A beef over spaghetti sauce led Wendy’s International Inc. on Friday to drop Clara Peller, the diminutive, 80-ish lady with the gravelly voice who made the hamburger chain’s “Where’s the beef?” slogan an overnight advertising sensation.
Dublin, Ohio-based Wendy’s said it ended negotiations for a new three-year contract with Peller because of her appearance in a TV commercial for Campbell Soup Co.'s Prego Plus Spaghetti Sauce with ground beef sirloin and fresh onions. In the commercial, Peller implies that she has found the beef in the sauce.
“Clara can only find the beef at one place: Wendy’s,” said a spokesman for the company, which holds a trademark on the “Where’s the beef?” phrase. “If she is finding the beef at Wendy’s and in the spaghetti sauce and somewhere else, it gets very confusing” for consumers, he explained.
In a statement issued in Chicago by her attorneys, Peller said: “I’m sorry that the company that I worked so hard for does not want to use me in commercials anymore, but I plan to keep working for other people who appreciate what I can do.”
In the Prego commercial, devised by the New York agency of Leber Katz Partners, Peller never actually mentions the word beef. She appears sitting in a big easy chair, saying, “I found it.” An announcer variously describes the sauce as having “real beef” and “lots of beef” as it is poured over pasta. At other times in the ad, Peller says, “I really found it” and “I finally found it.”
At the commercial’s close, Peller, shown with a gigantic bottle of the sauce, says, “Boy, did I find it.”
Initially, the spokesman said, Wendy’s had no problem with Peller’s doing the commercial because it was not for a competing hamburger chain.
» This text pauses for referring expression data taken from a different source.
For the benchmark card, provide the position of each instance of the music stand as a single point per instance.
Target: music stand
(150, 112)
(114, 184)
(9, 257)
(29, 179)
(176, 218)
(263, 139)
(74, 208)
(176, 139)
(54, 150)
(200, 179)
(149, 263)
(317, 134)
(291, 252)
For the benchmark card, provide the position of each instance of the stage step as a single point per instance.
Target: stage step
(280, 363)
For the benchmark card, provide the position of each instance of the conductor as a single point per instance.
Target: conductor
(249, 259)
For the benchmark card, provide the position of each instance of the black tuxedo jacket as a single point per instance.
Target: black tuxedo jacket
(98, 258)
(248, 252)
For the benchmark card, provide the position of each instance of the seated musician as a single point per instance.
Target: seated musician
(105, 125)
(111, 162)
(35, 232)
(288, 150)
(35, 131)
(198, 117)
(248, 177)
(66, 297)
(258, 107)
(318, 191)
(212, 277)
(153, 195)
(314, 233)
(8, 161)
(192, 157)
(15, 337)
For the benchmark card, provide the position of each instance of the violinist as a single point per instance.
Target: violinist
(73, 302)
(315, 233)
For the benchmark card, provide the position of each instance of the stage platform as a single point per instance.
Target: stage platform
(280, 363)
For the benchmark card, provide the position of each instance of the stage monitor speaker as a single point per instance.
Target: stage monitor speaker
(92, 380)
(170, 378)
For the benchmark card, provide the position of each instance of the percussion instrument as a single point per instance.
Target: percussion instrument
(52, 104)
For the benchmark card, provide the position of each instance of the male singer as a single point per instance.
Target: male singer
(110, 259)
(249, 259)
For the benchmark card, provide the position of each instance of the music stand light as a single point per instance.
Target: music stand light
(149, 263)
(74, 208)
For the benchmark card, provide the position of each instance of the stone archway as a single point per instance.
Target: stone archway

But that was before Wendy’s executives viewed and analyzed the ad.
“We’re very regretful, but we’re not doing this out of spite or anger,” the spokesman said. Wendy’s paid Peller more than $500,000 in 1984 to appear in commercials, promotions and personal appearances.
The proposed three-year contract would have included a six-figure payment for each year, according to the Wendy’s spokesman.
Peller said she found the timing of Wendy’s announcement “suspicious,” since her lawyers were in negotiations with the company over what she claimed was the company’s unauthorized use of her name.
Her statement added: “Wendy’s charge that I am no longer credible because I found beef in Prego spaghetti sauce is what is not credible. . . . This is a smoke screen to avoid a lawsuit. . . . It’s a cruel trick to play on someone who has helped bring millions of dollars to the company.”
In 1984, Wendy’s revenue rose 31% and profits were up 24% over the previous year.
Peller last appeared in a Wendy’s commercial in November. The “Where’s the beef?” campaign was created by Dancer Fitzgerald Sample in New York. Wendy’s said it will continue with its current campaign, which does not feature Peller.